По вечерам, когда дом уже был погружен в темноту, подружка моя, натоптавшись за день, допоздна сидела в постели при слабом свете одинокой лампы; на коленях у нее лежал ворох салфеток, она штопала их, чинила, маскировала пятна; лоб ее был сосредоточенно наморщен, сощуренные от напряжения глаза сияли усталым восторгом паломника, приближающегося с святыням в конце своего пути.
Далеко, на башне суда, били куранты: сперва десять, потом одиннадцать, двенадцать, каждый раз от их дребезжащего звука я просыпался и, видя, что свет у нее все горит, сонный шлепал к ней в комнату и укорял ее:
— Тебе давным-давно пора спать!
— Еще минутку, Дружок.

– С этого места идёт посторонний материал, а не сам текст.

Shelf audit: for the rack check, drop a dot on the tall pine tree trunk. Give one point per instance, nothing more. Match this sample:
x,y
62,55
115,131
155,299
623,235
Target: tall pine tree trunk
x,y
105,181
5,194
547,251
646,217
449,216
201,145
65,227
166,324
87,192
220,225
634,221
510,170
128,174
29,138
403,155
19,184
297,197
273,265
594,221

Я не могу сейчас бросить. Как подумаю, сколько соберется народу, жуть берет. Просто голова идет кругом, — говорила она, отрываясь от шитья, и терла усталые глаза. — Так и кружится вместе со звездами.
Хризантемы: некоторые величиной с голову ребенка. Пучок кудрявых бронзоватых лепестков, отливающих снизу бледно-лиловым.